This article was published in the January 2023 edition of Counsel magazine. January 2023 | COUNSEL | The Magazine of the Bar of England and Wales (counselmagazine.co.uk) Soft skills for tough barristers (Reflection, Self-Coaching, Change, EQ, Awareness, Goal-setting, Communications).
The seasonal break allows time to step back and reflect on what you’ve achieved and where you’re heading. If your review suggests you need to develop your soft skills, it can be an uncomfortable prospect for a tough barrister as it involves more than knowledge-acquisition. In this article we look at the evidence on soft skills and some practical tips on improving yours now.
Reflection and self-coaching
Some sets provide coaching resources to help you undertake this reflection and course correction. Or it may be something you want to invest in for yourself. There are experienced coaches out there – some who specialise in working with barristers.
Adopt a coaching framework to help yourself – here’s John Whitmore’s GROW model:
- What are my Goals?
- What do I hope to achieve? And by when? How will I measure success?

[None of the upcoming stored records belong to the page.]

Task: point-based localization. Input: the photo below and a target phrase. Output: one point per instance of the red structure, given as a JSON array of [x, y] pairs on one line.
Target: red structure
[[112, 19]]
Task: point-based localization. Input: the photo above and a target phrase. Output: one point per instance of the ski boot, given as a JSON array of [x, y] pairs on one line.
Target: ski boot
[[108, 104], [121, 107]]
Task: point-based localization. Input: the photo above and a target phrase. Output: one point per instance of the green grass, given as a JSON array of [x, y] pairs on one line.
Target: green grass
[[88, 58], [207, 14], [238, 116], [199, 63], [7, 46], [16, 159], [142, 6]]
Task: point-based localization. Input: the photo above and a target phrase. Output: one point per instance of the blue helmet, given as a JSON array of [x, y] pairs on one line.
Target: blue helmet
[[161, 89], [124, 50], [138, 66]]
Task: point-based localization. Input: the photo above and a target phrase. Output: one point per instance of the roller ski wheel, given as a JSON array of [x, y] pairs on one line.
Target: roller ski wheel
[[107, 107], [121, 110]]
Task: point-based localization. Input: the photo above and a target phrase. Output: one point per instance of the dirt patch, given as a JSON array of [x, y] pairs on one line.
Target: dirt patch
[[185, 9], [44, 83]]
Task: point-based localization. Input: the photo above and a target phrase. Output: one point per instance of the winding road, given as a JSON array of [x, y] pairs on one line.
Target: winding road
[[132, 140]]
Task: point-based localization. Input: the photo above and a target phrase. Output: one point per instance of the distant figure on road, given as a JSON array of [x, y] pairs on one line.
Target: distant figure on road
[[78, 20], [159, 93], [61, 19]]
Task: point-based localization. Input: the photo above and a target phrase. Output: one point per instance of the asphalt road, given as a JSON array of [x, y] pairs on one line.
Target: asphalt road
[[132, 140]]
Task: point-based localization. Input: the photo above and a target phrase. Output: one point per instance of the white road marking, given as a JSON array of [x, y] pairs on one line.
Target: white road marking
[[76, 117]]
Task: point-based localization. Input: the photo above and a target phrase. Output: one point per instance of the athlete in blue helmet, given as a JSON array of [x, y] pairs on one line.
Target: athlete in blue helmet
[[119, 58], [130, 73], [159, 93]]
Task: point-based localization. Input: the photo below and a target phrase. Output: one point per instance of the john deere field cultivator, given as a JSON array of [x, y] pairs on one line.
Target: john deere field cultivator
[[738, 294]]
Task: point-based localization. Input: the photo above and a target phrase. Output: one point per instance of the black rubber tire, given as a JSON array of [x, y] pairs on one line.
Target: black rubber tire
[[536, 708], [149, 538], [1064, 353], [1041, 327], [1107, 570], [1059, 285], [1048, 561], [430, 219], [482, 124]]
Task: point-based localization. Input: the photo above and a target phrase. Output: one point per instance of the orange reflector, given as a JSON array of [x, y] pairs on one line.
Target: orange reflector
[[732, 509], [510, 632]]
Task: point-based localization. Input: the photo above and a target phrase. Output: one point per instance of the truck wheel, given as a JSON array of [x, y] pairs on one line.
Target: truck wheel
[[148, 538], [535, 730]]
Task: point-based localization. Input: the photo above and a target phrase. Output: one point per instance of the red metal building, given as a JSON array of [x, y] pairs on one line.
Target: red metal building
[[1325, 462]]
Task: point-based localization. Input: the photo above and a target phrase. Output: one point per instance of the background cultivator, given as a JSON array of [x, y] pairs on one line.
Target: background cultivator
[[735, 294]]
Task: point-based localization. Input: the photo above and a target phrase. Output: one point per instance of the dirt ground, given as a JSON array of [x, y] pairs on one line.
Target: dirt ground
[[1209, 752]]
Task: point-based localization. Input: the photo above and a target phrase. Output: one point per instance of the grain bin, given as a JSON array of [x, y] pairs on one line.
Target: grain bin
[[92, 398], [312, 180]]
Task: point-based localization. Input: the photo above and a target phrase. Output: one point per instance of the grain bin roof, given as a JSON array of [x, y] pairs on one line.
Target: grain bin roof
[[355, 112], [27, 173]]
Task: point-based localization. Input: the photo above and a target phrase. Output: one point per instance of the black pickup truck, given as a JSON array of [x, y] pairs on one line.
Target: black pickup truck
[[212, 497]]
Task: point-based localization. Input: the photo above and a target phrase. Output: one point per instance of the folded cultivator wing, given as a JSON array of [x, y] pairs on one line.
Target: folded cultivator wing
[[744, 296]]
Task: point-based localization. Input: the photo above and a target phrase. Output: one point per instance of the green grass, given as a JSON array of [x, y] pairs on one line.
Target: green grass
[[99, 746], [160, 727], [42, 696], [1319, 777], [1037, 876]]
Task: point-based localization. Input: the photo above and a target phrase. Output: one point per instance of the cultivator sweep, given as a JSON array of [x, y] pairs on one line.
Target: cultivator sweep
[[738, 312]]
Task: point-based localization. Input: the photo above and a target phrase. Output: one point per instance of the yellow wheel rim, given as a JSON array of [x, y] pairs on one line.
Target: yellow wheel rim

- Think beyond financial and profile goals. How do you want your practice to change? What types of clients and work do you want?
- What is the current Reality?
- What are my strengths and weaknesses?
- How do my clients and colleagues perceive me?
- What’s happening within my market? What are my competitors doing?
- What are my Options?
- What choices do I have? What are my priorities?
- What are the different strategies I could adopt?
- What innovative approaches could I adopt?
- Do I really have the Will to change?
- How much time can I devote to learning and changing?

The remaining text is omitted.